The Day I Stopped Waiting For an Apology That Was Never Coming

The Day I Stopped Waiting For an Apology That Was Never Coming

For two years after I left, I waited, not for him to come back I was clear eyed about that. But for him to acknowledge it. To call, or write, or send a message that said: "I know what I did. I know what it cost you. I'm sorry." I rehearsed my response. Hundreds of times, in the shower, on the drive to work, in that grey space before sleep arrives. Gracious but honest. Firm but not bitter. The kind of response that would show him and perhaps more importantly, show myself that I had come through it with my dignity intact. The call never came. And somewhere in the third year, I realised something that cracked me open and rebuilt me at the same time, He is not thinking about what he owes me.
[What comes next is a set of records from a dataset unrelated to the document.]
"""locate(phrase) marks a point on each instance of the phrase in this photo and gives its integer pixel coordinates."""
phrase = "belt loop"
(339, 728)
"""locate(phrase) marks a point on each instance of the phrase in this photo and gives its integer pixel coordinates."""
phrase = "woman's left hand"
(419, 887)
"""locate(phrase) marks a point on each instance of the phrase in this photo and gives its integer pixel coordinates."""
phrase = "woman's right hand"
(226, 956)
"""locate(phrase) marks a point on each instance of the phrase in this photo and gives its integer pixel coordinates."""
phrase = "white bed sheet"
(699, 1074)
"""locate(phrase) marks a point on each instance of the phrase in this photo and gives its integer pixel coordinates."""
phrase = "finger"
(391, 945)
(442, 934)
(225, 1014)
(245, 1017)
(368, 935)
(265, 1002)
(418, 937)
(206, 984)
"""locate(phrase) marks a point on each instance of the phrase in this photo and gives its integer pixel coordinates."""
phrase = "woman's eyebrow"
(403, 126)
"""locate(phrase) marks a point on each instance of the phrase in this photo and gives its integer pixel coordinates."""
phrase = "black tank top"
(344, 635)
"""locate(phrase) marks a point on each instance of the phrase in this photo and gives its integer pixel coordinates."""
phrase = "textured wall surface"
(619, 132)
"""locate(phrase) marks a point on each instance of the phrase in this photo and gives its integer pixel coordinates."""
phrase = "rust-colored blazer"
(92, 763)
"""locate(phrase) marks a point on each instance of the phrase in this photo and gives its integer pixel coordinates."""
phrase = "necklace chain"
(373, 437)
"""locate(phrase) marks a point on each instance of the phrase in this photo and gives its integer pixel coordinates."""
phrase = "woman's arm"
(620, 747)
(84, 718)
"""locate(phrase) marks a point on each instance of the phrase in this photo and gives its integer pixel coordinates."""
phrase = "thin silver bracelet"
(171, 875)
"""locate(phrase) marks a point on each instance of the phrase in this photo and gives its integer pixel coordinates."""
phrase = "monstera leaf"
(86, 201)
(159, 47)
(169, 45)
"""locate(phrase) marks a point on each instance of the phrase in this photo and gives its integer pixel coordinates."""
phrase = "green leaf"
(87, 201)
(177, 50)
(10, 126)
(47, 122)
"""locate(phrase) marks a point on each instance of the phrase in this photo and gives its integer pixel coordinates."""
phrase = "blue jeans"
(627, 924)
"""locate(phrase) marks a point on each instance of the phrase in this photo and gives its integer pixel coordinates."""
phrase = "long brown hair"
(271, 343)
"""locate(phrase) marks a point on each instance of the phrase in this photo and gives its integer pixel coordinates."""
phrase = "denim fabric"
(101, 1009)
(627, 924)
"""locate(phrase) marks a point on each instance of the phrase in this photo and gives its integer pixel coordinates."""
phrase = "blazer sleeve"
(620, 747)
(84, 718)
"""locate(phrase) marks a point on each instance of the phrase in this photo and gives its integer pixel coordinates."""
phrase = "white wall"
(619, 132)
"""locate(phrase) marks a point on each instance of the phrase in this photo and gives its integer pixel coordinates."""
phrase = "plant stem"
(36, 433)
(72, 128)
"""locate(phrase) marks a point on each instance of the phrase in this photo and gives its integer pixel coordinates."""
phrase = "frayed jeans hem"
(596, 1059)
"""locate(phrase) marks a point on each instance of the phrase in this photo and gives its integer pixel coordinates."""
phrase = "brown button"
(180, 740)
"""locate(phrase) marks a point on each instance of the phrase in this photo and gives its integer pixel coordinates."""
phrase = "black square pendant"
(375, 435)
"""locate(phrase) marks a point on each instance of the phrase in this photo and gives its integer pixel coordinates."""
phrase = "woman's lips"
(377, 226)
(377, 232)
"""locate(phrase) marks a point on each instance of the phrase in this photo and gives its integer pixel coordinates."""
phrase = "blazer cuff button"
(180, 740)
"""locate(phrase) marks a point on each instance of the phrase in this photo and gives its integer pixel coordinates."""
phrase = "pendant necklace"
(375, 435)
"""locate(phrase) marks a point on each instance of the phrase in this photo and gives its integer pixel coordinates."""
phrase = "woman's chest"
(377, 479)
He is just living his life. That thought which arrived on an ordinary Tuesday while I was waiting for a kettle to boil was the most devastating and liberating thing I have ever understood. He had moved on. Not because he was healed or sorry or evolved. Simply because people do. Because the world does not pause for our unfinished business. And I had spent two years of my one life standing in a waiting room for a train that was never scheduled. I put down the apology I had been carrying. Not forgiveness I want to be careful here, because forgiveness is its own complicated journey and nobody owes it on a timeline. Just the waiting. The rehearsed speech. The checking of the phone. I put it down. And my hands were so empty at first that I didn't know what to do with them. Then, slowly, I started filling them. A night class in photography something I'd always said I'd do someday. Someday became Thursday evenings. A trip alone to Porto, which terrified me and changed me. A friendship with a woman at work I'd always meant to know better. A dog small, chaotic, unconditionally delighted by my existence. A life, rebuilt. Not the one I planned. Not the one I grieved. A different one, arrived at sideways, that fits me in ways the old one never quite did.

You do not need the apology to begin. You only need to decide that your life is worth more than the wait.

What was the moment you realised it was truly time to move on?